Nach 1945 setzte hierzulande eine Tabuisierung des zuvor konkret verbalisierten Antisemitismus ein. Dementsprechend verwenden nun viele Umwege, um Antisemitismus akzeptabler zu kommunizieren. Aus sprachwissenschaftlicher Sicht bedeutet »impliziter Anti­semitismus« das Verwenden codierter Wörter und Sätze. Das können Wortspiele, rhetorische Fragen, Ironie oder Anspielungen auf die NS-Zeit sein. Wir lasen beispielsweise den Kommentar, dass jemand George Soros eine »Dusche« geben solle, was eine Anspielung auf die Gaskammern in der NS-Zeit ist. Bei unserem Projekt fanden wir heraus, dass impliziter Antisemitismus über 90 Prozent des von uns untersuchten Antisemitismus darstellt. Der fällt bei statistischen Analysen oft unter den Tisch, weil dort nur die expliziten Begriffe identifiziert werden.

Was machen Sie anders?

Wir versuchen zuerst, mit Linguist:innen und Antise­mi­tismus­for­scher:innen auf einer qualitativen Ebene ein grundlegendes Verständnis über Antisemitismus im Mainstream zu erlangen. Die KI wird von uns vortrainiert, indem wir sie mit diesem Wissen füttern. Bei statistischen Analysen wird beispielsweise der Lexikoneintrag für das Verständnis eines Wortes verwendet. Damit hangelt man sich an der Wortebene entlang. Unsere KI lernt, ein Wort im Kontext eines ­ganzen Satzes zu analysieren. Was wir als For­sche­r:in­nen herausfinden, soll von den KI-­Modellen weitergeführt werden. Deshalb gibt es sehr viel Interesse von zivilgesellschaftlichen Akteur:innen oder der Polizei an unserer KI.

Sind Ihnen Unterschiede zwischen den Ländern bezüglich der Formen von Antisemitismus aufgefallen?
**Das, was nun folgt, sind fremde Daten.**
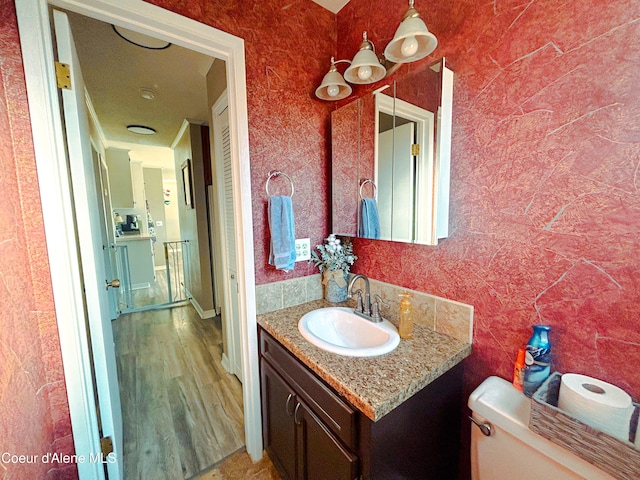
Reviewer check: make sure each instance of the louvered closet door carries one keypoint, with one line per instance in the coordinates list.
(234, 354)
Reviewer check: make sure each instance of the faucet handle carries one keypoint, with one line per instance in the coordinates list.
(358, 292)
(375, 308)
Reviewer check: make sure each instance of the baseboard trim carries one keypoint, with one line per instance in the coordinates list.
(203, 313)
(225, 363)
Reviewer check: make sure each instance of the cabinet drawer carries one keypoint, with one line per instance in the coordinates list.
(339, 416)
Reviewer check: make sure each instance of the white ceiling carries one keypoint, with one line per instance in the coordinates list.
(332, 5)
(115, 70)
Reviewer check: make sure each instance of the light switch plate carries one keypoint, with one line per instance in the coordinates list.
(303, 249)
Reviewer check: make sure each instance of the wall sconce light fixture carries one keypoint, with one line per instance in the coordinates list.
(412, 41)
(333, 86)
(365, 66)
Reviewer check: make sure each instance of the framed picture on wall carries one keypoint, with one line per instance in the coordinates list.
(186, 183)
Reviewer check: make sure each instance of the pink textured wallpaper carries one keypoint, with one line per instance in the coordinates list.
(545, 208)
(288, 47)
(34, 411)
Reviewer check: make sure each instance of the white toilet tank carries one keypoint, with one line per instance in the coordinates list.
(512, 451)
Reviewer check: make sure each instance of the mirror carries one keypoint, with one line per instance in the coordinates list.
(391, 153)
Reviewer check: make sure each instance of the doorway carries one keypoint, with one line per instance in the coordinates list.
(57, 209)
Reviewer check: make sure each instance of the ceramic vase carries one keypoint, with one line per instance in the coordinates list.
(333, 291)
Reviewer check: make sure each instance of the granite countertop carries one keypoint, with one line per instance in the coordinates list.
(374, 385)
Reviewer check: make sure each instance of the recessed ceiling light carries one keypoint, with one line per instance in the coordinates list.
(140, 39)
(147, 93)
(141, 129)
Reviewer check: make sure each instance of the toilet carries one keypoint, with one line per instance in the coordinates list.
(512, 450)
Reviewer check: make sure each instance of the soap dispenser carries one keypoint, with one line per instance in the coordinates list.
(405, 316)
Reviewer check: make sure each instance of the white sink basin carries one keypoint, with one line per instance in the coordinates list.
(339, 330)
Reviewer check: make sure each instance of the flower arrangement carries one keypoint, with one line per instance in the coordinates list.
(334, 255)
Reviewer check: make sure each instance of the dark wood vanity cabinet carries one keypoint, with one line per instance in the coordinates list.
(312, 433)
(300, 444)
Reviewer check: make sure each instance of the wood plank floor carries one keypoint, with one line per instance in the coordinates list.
(182, 412)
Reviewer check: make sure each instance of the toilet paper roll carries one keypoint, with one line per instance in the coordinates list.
(597, 403)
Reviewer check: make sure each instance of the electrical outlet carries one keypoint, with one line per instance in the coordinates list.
(303, 249)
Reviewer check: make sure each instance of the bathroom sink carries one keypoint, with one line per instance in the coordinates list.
(339, 330)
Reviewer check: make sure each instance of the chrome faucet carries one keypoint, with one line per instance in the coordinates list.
(364, 308)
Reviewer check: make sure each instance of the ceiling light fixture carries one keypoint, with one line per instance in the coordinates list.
(140, 39)
(147, 93)
(141, 129)
(411, 42)
(333, 86)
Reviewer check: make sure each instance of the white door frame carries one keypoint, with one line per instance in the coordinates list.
(33, 21)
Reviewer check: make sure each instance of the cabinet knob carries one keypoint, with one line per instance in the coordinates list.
(286, 407)
(297, 420)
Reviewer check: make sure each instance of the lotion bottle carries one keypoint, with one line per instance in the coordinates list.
(405, 317)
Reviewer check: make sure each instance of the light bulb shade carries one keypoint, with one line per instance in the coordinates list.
(411, 27)
(329, 83)
(365, 58)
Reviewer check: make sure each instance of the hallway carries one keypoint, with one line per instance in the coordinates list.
(182, 412)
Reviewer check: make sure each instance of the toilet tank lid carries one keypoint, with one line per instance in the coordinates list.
(507, 408)
(499, 402)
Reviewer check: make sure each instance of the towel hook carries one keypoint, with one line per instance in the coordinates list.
(276, 173)
(375, 188)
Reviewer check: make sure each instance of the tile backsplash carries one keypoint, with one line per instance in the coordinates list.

Es gibt gravierende Unterschiede zwischen Großbritannien und Deutschland. Das hat etwas mit der Geschichte und der Kommunikationslatenz zu tun. In Großbritannien gab es nie eine politisch institutionalisierte Judenfeindschaft. Deshalb gehen viele Bri­t:in­nen davon aus, dass Antisemitismus mit Großbritannien nichts zu tun habe. Mit dieser Ein­stellung herrscht weniger Sensibilität für Antisemitismus. Das heißt, dass wir in Großbritannien einen Antisemitismus ausgewertet haben, der entgegen dieser Einschätzung auf der Wortebene sehr offen kommuniziert wird. Mit den englischen Datensätzen hat das KI-Modell deshalb in kurzer Zeit eine hohe Genauigkeit erreicht.

Wie sieht es in Deutschland aus?

Hier ist der Antisemitismus stark vom Ereignis abhängig. Der Ukraine-Krieg hat zu wenig Antisemitismus geführt. Beim sogenannten Nahostkonflikt ist ein großes antisemitisches Echo zu finden. Der stärkste Trigger sind Vorfälle, bei dem ein jüdischer Mensch oder eine jüdische Organisation darauf hinweisen, dass es in der deutschen Mehrheitsgesellschaft ein Antisemitismusproblem gibt. Das kollidiert mit einem positiven nationalen Selbstbild und dem ­sekundär-antisemitischen Bedürfnis nach einem »Schlussstrich«.